They Go On Their Way Once More

"Look now," she said, "I have held thee so long in talk, that the afternoon is waning; now is it time for us to be on the way again; not because I misdoubt me of thy foeman, but because I would take thee to a fairer dwelling of the desert, and one where I have erst abided; and moreover, there thou shalt not altogether die of hunger. See, is it not as if I had thought to meet thee here?"

"Yea, in good sooth," said he, "I wot that thou canst see the story of things before they fall."

She laughed and said: "But all this that hath befallen since I set out to meet thee at the Castle of Abundance I foresaw not, any more than I can foresee to-morrow. Only I knew that we must needs pass by the place whereto I shall now lead thee, and I made provision there. Lo! now the marvel slain: and in such wise shall perish other marvels which have been told of me; yet not all. Come now, let us to the way."

So they joined hands and left the pleasant place, and were again going speedily amidst the close pine woods awhile, where it was smooth underfoot and silent of noises withal.

Now Ralph said: "Beloved, thou hast told me of many things, but naught concerning how thou camest to be wedded to the Knight of the Sun, and of thy dealings with him."

Said she, reddening withal: "I will tell thee no more than this, unless thou compel me: that he would have me wed him, as it were against my will, till I ceased striving against him, and I went with him to Sunway, which is no great way from the Castle of Abundance, and there befell that treason of Walter the Black, who loved me and prayed for my love, and when I gainsaid him, swore by all that was holy, before my lord, that it was I who sought his love, and how I had told and taught him ways of witchcraft, whereby we might fulfill our love, so that the Baron should keep a wife for another man. And the Knight of the Sun, whose heart had been filled with many tales of my wisdom, true and false, believed his friend whom he loved, and still believeth him, though he burneth for the love of me now; whereas in those first days of the treason, he burned with love turned to hatred. So of this came that shaming and casting-forth of me. Whereof I will tell thee but this, that the brother of my lord, even the tall champion whom thou hast seen, came upon me presently, when I was cast forth; because he was coming to see the Knight of the Sun at his home; and he loved me, but not after the fashion of his brother, but was kind and mild with me. So then I went with him to Hampton and the Dry Tree, and great joy made the folk thereof of my coming, whereas they remembered their asking of aforetime that I would come to be a Queen over them, and there have I dwelt ever since betwixt Hampton and the Castle of Abundance; and that tall champion has been ever as a brother unto me."

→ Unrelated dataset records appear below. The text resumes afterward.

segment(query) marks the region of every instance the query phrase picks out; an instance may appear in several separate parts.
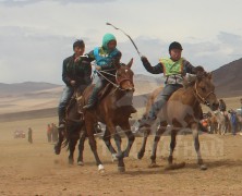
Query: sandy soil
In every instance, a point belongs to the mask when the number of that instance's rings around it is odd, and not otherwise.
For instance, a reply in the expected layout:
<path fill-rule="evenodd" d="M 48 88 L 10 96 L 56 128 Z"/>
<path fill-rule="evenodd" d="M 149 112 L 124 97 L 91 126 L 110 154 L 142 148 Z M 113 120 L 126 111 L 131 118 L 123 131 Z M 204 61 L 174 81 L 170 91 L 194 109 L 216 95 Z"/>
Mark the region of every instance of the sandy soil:
<path fill-rule="evenodd" d="M 53 154 L 47 143 L 46 124 L 56 119 L 36 119 L 0 124 L 0 195 L 241 195 L 242 136 L 201 135 L 201 148 L 208 170 L 196 166 L 192 136 L 179 136 L 174 161 L 185 161 L 179 170 L 166 170 L 169 136 L 157 152 L 158 168 L 148 168 L 153 136 L 143 160 L 136 159 L 141 138 L 136 138 L 131 156 L 125 159 L 126 172 L 119 173 L 117 163 L 102 140 L 97 139 L 106 172 L 98 173 L 88 143 L 85 166 L 68 164 L 68 152 Z M 34 143 L 13 138 L 13 131 L 33 127 Z M 125 140 L 125 139 L 123 139 Z M 125 145 L 125 143 L 124 143 Z M 77 157 L 77 156 L 75 156 Z"/>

Said Ralph, "And thou art their Queen there?" "Yea," she said, "in a fashion; yet have they another who is mightier than I, and might, if she durst, hang me over the battlements of the Scaur, for she is a fierce and hard woman, and now no longer young in years."

"Is it not so then," said Ralph, "that some of the ill deeds that are told of thee are of her doing?"

"It is even so," she said, "and whiles when she has spoken the word I may not be against her openly, therefore I use my wisdom which I have learned, to set free luckless wights from her anger and malice. More by token the last time I did thus was the very night of the day we parted, after thou hadst escaped from the Burg."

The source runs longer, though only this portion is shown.